Para além da amizade, a fraternidade. Sim, é isso que sinto com a ausência do Zé “Cochicho”.
Homem simples, de gesto nobre, como nobre seu caráter, amante de uma conversa saudosista. Em todos os momentos em que estivemos juntos, lado a lado, sentados ou a pé, em sua residência – à porta – sempre rebuscava em sua excelente memória algum fato interessante para contar de tempos atrás. E, isso, de certa forma imprimia em sua face rosada uma tremenda alegria, afinal, era uma recontagem de suas experiências pessoais desfrutadas quando muito jovem. Certa feita, contou-me que era amigo da família do ex-governador e ex-senador (já falecido) João Castelo, quando este, trabalhava no Banco da Amazônia e, sempre que viajava, o convidava para tomar conta da sua residência.

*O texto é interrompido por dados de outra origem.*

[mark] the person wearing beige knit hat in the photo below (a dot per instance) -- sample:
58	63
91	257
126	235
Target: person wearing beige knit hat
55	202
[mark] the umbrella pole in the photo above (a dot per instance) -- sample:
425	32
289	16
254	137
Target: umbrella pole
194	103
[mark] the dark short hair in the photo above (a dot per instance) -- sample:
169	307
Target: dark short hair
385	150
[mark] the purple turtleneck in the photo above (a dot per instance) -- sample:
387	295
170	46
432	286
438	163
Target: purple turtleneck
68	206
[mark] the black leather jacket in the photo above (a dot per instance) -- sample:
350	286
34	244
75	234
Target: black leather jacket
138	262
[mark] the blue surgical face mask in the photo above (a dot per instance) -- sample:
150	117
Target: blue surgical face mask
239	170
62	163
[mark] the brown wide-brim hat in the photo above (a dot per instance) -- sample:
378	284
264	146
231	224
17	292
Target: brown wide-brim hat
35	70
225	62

Zé “Cochicho” era uma biblioteca ambulante. Conhecia fatos históricos hilariantes da sociedade codoense no tempo em que os bailes eram carregados de rigidez. Sempre dizia para seu prazer que tanto a UAOC e o COC eram clubes de grande prestígio. Era o tempo da ‘brilhantina’, do cabelo longo, enfim, era também o tempo em que a moça não podia andar sozinha alta horas, pois seria considerada ‘desonrada’; tinha na verdade, que andar na “linha”, e sempre bem acompanhada. Não podia chegar tarde – depois das 10h00 – pois, era um ato de desacato com sérias consequências para a boa moça de família. Zé “Cochicho” vivenciou um dos períodos da história mais significativos, foi contemporâneo de grandes mudanças na civilidade moderna que se refletiu em nossa cidade: a liberdade, a onda paz e amor, enfim, ele viveu intensamente uma vida social com muito respeito e observância. Zé “Cochicho” deixa-nos órfãos de suas arretadas histórias e sua fantástica sobriedade.

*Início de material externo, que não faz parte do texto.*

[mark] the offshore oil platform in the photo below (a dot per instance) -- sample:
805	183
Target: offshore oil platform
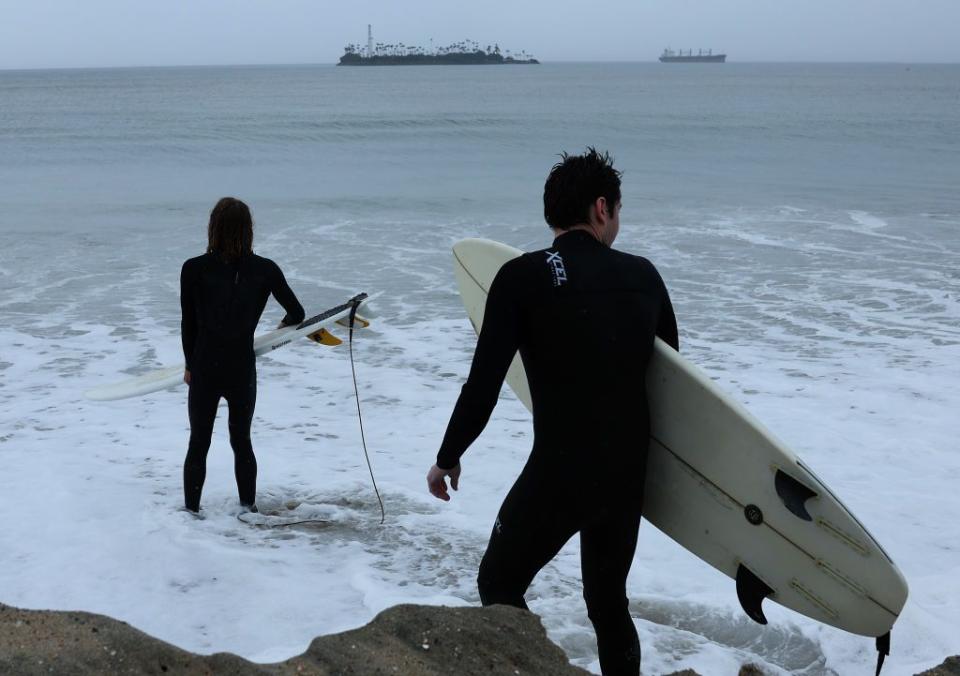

Zé “Cochicho” foi um polivalente. Dedicou mais de trinta e cinco anos ao Serviço Público, aliás, aposentou-se e continuou a exercer seu ofício. Era um homem de envergadura. Conjugou como ninguém um nicho de amizade invejável. Sua casa era visitada por todos os políticos, granjeou respeito e, isto, o fez admirado pelos homens públicos que sempre o procuravam. E a última conversa que tivemos – antes de sua internação – foi com a presença do ex-prefeito José Inácio, era mais ou menos 18h30min, ali se encontrava também, a esposa do Zé dos Pobres – apelido ganho quando esteve comandando nossa cidade no final da década de 1980. Falávamos sobre a conjuntura política nacional, especialmente, o governo ilegítimo de Temer. Ao partir, ouvi a esposa do Zé Inácio dizer para o Zé “Cochicho”: “Você tem de comer, não pode ficar sem comer, viu? Depois a gente volta para visitar você, tá? Tchau”. Assim, foi a despedida da família Guimarães à figura ilustrada de Zé “Cochicho”. Isto ocorreu, há três semanas atrás!
Zé “Cochicho” deixa-nos um pouco mais triste, porém, tal tristeza transforma-se em alegria por saber que ele era um inveterado jogador da felicidade. Nunca o vi com seu semblante enrugado, sua testa franzida e a boca cerrada, para ele o principal sentido da vida era vivê-la com felicidade. Meu grande parceiro das tardes amenas, de olhar agudo e penetrante.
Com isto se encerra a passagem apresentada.